Sunday's venture was only a test, but it gave everyone a brief look at what's to come and generated plenty of excitement. Members of the community ran out of businesses to take photos and video as the train came through.
The test run was a reported success, and the mission is now to get passengers on board by the middle of next year.
Mike Hatzistamoulous has been grilling up steaks at his University Avenue restaurant for 27 years, and already believes he's got the best location for the best steak house. Not to mention, he thinks it will be even better once the light rail trains come through this corridor with passengers on board starting sometime in 2014.
"When the first stop comes out here next year, I will be on light rail and I'll be ready to cook. Come on in and eat some steaks," Hatzistamoulous said.
Hatzistamoulous was so excited when he saw the light rail test Sunday morning that he rushed out from behind the counter to snap a photo -- and he wasn't alone.

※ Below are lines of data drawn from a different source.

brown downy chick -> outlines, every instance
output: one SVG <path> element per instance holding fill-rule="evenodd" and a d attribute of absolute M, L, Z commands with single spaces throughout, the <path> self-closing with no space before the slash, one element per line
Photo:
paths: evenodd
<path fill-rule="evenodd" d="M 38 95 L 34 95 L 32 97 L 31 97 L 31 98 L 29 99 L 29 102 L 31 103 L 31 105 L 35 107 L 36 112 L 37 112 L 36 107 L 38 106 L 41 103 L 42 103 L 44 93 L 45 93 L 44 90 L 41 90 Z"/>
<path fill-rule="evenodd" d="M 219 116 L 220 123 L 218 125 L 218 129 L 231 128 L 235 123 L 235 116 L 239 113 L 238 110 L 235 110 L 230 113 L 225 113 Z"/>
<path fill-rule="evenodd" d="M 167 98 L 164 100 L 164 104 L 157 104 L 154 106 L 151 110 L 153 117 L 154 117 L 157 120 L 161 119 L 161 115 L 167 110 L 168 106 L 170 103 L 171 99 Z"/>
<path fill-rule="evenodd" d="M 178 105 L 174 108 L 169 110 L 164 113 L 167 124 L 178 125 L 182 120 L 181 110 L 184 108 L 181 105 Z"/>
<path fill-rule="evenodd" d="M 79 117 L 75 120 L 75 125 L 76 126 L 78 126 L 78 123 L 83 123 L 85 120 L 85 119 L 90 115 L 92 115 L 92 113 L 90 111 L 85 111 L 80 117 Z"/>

"Eventually it will run stadium from stadium. You don't have to be drinking and driving, you can take your kids for a modest price, go back and forth -- it's going to be the best thing possible," local Lowertown artist Ta-Coumba Aiken said.

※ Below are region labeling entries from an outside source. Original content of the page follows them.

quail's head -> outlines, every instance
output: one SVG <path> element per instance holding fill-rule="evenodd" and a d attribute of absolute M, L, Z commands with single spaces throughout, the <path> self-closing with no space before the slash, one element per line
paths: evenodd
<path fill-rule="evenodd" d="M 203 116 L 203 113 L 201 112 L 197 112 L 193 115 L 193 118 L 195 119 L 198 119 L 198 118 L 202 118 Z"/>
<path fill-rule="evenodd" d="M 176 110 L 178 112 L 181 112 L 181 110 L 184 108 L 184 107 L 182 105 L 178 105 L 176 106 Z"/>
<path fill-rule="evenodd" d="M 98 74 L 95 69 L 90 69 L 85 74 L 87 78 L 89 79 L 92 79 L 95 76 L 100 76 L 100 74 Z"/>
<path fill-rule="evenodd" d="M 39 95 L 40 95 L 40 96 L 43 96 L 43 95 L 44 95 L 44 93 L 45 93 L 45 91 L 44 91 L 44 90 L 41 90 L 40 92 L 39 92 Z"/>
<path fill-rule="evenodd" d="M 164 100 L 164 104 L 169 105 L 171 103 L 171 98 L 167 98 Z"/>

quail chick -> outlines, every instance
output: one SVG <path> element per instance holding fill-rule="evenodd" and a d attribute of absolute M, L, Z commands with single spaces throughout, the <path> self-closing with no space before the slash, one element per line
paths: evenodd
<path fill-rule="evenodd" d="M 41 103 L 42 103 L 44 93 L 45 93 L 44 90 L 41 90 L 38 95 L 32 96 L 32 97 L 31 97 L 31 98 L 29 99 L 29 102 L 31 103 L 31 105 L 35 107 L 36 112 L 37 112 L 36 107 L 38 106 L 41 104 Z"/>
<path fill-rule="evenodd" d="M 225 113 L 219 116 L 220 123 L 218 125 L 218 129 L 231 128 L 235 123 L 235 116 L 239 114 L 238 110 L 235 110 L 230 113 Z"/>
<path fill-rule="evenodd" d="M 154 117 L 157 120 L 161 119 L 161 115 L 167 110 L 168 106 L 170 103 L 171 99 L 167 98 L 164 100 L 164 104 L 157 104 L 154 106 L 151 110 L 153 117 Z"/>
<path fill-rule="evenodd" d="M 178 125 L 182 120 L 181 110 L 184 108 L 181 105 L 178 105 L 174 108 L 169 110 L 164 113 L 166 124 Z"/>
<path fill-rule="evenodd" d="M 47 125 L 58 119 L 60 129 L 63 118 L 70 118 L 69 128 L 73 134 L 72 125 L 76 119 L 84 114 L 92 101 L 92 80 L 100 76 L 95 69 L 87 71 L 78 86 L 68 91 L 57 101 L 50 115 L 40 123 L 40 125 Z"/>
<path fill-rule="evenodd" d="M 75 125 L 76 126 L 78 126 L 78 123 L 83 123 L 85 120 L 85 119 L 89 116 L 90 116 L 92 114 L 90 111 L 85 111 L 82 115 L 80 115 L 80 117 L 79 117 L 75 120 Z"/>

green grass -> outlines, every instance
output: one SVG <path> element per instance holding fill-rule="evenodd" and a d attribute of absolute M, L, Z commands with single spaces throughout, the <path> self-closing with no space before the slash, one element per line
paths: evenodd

"Everybody can't wait. They're wishing it was this year," Lowertown resident Barbara Dodge said of the excitement.
Sunday's test run was an opportunity for Metropolitan Council crews to make sure the trains didn't have any issues with height clearance. There's no electricity along what will be known as the Green Line at this point, so the cars literally had to be pushed the 10 miles between Minneapolis and St. Paul. Further testing is expected later in the year.
"It's one of the steps. There are many, but for those of us who have been working on the project, and for those businesses and people who live along the line and have had to put up with construction, I think this was a fun day. There was a lot of excitement," Metropolitan Council project communications manager Laura Baenen said.
She reports that the nearly $1 billion Central Corridor project is now 92 percent complete. All the heavy construction is finished, the 18 stations are up, and now we've seen our first train on the tracks.
"I've seen everything. There is not a thing I haven't seen, but most exciting thing I see, it was today. I saw the light rail going up University. It was so nice and smooth and I love it," Hatzistamoulous said.